Why the phrase “in the cloud” should die

Now that I’ve gotten your attention:

A picture of what we're talking about
A picture of what we’re talking about

You’ve all heard the latest fetish in marketing speak:

“Our entire application is in the cloud, so that’s pretty cool. Want to work here?”

Your response should probably include “Can you elaborate? Explain what you’re talking about?” This is not my first foray into complaining about marketing. I will admit that the title was simply to be controversial and not correct, so let me elaborate.

The word has lost its meaning. Why? The concepts associated with cloud computing are relatively simple: do some sort of processing or storage off of an end user machine. We all remember when our middle school thought Citrix was a cool idea — you can run applications on a different server and display them locally. VNC? Also a cloud. What is a cloud and where should we draw the line?

The best comparison I can make: Microsoft Word 2010 would be a locally run application with some internet enabled functionality like clipart and thesaurus lookups. Google Drive Docs would, conversely, be considered a cloud based application because it runs in a web browser, utilizes APIs for most functionality, and stores all content remotely.

For this usage, the phrase “cloud based document editor” fits nicely and clearly illustrates what difference lies between Word and Docs. Furthermore, Google has taken advantage of the benefits of collaborative editing, comment threads, and email notifications to emphasize the benefits of their editor over a more feature rich local application (besides being entirely free*).

However, the word has been bastardized to try and fit more and more unworthy businesses…furthermore there is a great amount of confusion as to what this term actually means. For example, just because your car dealership has an internet connection and visits websites and maybe even has its own website (or has its own WordPress blog set up by a local high school student) DOES NOT MEAN that your business “lives in the cloud.” This is the classic example of term theft.
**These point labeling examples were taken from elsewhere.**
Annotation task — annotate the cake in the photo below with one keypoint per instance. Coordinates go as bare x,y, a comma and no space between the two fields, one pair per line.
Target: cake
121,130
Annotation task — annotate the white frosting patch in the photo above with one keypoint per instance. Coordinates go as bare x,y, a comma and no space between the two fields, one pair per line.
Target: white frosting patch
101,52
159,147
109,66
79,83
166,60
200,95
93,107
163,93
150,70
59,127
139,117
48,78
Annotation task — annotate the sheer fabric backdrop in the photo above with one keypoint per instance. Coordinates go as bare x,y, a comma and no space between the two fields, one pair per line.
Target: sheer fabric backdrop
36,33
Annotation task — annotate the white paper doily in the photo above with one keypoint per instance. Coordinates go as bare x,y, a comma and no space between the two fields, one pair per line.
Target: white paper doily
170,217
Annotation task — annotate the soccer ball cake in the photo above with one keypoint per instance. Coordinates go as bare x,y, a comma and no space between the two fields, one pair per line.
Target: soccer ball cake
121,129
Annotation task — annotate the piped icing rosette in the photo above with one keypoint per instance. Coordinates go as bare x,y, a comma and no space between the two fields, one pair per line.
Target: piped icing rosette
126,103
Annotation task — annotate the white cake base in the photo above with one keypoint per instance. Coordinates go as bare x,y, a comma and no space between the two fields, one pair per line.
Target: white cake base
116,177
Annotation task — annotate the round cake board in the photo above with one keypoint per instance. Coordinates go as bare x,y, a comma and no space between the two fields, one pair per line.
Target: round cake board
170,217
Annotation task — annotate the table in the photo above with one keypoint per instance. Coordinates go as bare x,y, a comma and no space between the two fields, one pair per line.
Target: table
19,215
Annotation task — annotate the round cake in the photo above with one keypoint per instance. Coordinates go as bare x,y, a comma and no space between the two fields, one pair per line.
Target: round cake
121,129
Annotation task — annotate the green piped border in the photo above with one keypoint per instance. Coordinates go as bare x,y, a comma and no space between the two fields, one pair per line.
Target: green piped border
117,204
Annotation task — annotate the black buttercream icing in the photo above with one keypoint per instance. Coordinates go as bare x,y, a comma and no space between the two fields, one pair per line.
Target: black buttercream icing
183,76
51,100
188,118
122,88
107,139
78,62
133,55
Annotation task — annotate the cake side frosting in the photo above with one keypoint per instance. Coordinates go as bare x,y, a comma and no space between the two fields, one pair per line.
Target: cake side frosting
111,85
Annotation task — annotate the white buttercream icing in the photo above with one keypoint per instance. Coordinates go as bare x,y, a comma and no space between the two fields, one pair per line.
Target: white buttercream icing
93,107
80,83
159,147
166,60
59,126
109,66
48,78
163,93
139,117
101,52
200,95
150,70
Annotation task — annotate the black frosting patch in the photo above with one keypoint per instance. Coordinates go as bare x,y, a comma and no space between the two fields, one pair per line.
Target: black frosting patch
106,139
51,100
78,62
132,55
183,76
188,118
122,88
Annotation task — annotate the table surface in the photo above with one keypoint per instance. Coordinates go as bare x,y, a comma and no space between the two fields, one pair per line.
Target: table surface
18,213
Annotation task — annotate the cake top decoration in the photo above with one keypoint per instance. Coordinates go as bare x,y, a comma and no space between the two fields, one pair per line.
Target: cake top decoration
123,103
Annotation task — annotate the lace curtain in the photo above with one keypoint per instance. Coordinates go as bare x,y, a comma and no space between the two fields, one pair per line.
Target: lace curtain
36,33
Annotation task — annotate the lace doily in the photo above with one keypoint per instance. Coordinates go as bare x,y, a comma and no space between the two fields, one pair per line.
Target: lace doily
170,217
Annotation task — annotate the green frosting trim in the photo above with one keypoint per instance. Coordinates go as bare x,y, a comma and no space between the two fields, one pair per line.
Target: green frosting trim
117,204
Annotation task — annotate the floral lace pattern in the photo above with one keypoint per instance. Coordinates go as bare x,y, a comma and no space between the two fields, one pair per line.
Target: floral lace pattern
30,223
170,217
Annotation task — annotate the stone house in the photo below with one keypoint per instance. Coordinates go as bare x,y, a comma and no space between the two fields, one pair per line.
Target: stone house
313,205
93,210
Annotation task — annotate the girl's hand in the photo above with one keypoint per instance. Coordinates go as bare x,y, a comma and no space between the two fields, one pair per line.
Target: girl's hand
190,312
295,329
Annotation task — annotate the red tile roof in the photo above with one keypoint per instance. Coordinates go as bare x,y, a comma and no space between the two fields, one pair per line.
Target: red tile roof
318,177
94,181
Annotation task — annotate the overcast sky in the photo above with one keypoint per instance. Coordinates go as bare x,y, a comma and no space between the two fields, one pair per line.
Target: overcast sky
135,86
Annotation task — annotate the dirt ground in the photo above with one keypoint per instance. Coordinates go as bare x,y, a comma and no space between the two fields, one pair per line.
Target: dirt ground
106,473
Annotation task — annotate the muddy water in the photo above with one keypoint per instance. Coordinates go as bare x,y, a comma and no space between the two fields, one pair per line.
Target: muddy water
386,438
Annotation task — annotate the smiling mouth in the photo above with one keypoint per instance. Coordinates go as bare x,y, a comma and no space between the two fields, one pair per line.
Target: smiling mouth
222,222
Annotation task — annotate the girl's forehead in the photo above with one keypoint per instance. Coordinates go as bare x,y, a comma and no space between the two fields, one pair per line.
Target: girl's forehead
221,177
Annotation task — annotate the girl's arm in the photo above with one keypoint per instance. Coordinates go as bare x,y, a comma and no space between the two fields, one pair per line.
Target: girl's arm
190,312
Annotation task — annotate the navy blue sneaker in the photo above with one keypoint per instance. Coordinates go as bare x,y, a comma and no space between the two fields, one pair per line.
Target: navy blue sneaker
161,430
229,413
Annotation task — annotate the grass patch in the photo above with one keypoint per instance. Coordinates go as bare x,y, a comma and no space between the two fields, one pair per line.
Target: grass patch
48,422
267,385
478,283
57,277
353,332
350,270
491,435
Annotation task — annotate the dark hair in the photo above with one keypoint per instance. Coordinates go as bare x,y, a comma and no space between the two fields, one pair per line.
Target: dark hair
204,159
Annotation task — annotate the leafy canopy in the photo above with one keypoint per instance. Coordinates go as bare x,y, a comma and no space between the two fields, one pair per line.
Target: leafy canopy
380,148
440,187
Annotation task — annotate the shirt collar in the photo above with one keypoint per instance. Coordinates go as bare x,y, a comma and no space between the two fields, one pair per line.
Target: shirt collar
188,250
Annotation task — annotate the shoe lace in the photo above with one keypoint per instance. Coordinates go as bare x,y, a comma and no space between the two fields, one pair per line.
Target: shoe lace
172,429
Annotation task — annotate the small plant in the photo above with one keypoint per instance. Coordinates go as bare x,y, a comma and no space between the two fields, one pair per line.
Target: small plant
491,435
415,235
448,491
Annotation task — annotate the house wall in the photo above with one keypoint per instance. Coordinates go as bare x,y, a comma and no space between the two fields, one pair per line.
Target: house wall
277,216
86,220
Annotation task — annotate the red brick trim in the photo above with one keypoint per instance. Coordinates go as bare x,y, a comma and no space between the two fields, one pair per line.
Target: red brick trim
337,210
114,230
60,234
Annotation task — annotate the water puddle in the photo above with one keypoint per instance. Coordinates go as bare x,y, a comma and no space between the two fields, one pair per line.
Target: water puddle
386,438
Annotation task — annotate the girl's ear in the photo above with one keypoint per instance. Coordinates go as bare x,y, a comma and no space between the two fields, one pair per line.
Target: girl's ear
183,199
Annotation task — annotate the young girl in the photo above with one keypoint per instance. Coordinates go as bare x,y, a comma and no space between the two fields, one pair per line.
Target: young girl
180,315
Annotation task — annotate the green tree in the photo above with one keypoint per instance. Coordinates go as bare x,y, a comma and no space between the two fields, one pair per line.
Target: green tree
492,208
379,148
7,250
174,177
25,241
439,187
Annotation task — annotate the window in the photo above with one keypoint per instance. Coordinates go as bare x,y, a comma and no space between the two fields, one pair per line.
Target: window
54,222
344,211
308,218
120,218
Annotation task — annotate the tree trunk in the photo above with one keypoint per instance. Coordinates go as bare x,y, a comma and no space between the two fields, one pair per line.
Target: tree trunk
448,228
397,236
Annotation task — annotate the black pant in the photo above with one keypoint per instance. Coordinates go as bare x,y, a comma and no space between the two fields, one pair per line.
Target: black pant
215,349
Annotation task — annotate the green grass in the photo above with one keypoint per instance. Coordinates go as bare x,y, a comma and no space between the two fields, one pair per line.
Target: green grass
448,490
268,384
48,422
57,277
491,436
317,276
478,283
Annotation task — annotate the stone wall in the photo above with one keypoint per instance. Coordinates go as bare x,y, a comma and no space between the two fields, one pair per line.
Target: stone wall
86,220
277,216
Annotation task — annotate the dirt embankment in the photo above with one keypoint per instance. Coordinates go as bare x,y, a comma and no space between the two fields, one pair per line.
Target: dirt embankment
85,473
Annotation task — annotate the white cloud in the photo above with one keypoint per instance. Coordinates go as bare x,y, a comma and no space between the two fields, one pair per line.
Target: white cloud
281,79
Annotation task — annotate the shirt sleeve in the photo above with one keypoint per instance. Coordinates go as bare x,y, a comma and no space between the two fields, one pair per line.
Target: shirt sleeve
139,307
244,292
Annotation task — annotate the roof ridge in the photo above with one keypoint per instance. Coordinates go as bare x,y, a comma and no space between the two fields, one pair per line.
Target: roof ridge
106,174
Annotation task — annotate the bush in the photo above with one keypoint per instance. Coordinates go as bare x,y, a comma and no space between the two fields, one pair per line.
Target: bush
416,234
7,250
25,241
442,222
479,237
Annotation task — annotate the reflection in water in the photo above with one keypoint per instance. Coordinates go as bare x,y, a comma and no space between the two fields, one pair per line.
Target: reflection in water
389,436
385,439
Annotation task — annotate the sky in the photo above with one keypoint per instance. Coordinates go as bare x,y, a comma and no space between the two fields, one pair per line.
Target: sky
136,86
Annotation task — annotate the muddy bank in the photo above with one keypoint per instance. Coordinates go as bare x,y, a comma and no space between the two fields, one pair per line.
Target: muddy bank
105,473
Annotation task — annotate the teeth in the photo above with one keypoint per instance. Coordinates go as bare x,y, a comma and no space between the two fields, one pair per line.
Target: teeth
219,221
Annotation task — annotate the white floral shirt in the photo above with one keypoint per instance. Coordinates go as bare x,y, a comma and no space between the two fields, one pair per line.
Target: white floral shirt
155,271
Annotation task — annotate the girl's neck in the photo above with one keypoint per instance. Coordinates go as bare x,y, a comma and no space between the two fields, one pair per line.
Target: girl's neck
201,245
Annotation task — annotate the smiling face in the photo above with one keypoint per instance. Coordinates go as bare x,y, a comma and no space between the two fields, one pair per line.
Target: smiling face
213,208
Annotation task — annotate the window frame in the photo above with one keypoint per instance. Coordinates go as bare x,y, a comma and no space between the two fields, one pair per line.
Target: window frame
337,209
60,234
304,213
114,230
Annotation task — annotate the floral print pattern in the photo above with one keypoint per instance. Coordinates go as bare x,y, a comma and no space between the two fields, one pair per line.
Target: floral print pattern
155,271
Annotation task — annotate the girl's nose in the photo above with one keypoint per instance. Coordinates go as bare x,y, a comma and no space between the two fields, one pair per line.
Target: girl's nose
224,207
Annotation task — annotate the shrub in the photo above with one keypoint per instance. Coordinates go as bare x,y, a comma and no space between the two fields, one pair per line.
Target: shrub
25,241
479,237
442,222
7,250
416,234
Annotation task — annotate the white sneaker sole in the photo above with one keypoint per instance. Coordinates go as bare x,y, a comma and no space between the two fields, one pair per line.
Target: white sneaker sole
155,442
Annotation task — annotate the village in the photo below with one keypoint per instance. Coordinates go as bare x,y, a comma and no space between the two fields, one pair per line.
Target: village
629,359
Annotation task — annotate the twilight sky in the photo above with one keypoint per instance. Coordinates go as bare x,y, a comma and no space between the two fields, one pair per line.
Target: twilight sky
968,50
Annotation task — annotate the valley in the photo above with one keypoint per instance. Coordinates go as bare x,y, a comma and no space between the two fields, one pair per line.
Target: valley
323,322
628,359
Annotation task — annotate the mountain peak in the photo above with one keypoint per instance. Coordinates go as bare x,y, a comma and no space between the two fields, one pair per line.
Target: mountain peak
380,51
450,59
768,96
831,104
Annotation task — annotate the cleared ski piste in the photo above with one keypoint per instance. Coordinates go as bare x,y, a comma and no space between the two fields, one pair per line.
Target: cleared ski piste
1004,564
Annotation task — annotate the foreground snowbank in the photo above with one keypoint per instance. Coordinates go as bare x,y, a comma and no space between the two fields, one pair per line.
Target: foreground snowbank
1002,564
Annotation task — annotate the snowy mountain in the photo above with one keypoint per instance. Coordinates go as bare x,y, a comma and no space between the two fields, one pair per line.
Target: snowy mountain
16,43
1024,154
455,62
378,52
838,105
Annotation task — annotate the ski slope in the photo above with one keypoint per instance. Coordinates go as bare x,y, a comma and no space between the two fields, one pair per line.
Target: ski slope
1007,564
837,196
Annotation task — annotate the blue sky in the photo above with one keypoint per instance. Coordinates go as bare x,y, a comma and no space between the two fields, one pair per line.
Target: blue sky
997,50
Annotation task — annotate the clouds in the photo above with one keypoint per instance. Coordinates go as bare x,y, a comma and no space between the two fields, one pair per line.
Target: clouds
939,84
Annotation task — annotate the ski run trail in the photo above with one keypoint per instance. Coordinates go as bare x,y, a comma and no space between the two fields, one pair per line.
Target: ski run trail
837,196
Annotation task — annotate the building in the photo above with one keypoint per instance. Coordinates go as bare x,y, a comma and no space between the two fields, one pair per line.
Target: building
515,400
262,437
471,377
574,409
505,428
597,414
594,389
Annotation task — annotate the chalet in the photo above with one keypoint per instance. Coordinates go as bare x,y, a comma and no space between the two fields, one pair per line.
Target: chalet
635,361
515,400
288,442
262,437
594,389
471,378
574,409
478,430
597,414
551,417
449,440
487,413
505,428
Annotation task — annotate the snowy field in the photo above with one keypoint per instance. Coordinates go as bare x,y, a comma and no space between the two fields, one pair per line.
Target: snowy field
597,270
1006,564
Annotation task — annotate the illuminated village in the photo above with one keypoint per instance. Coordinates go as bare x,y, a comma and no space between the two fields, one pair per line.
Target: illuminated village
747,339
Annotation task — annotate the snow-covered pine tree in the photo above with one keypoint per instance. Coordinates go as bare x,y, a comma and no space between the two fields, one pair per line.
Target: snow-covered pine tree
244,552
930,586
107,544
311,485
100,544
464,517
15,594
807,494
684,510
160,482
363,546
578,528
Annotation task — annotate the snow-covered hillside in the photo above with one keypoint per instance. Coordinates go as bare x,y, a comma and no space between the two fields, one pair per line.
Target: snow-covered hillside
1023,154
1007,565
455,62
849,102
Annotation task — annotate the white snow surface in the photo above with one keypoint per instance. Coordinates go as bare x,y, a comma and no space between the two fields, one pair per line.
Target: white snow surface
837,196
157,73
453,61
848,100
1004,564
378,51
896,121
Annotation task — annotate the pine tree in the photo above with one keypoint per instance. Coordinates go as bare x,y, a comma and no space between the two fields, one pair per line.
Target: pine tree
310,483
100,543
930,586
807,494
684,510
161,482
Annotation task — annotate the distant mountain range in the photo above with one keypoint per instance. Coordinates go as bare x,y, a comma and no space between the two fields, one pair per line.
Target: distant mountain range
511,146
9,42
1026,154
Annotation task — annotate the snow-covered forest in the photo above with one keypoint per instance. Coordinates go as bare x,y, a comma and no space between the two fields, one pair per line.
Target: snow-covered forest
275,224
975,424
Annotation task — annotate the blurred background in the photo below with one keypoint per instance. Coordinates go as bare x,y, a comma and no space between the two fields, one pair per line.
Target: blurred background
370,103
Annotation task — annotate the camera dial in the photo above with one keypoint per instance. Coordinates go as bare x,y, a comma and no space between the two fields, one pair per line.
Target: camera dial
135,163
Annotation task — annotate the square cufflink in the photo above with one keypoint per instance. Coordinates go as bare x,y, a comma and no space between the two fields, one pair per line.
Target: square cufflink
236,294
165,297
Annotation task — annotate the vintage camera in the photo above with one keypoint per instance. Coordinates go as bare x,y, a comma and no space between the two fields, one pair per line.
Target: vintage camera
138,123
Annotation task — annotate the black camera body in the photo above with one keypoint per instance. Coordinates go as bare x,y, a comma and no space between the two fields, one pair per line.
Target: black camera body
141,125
Admittedly there is some ambiguity here because:

  • Cloud applications run in a web browser
  • People like buzz words
  • Websites also run in web browsers

Whereas previously I may have had a web site, I may suddenly have a “cloud application.” I saw that I could call my website something else and incorporate a buzz word even though that term doesn’t totally fit. Cloud computing does include “that which is processed on a different computer” but for some reason we didn’t feel the need to call PHP based websites “cloud applications” for the first fifteen years of its existance. Is that a problem? I simply argue that this bastardization means the word has lost its significance and meaning.

Is a virtual machine a cloud? I think that Amazon’s use of the word to describe an “Elastic Cloud Computing” environment is fair. But VirtualBox alone probably doesn’t deserve the phrase.

EC2 Handy Chart
EC2 Handy Chart

Because the term has been applied so broadly, it doesn’t really mean anything without context. It has become a marketer’s word, to be taken with a grain of salt. Most importantly, you sound like a fool when you use it and try to sound intelligent.

The fix? The term “cloud web application” should require an offline capable application in browser using some sort of RESTful API. Cloud computing should require something in addition to a hypervisor. There should be some validation of this term’s use if it is not to become useless, much like WiFi or USB certification.

*Google sells your soul to advertisers for several billion dollars

Sam Purcell contributed to the content and sass in this article.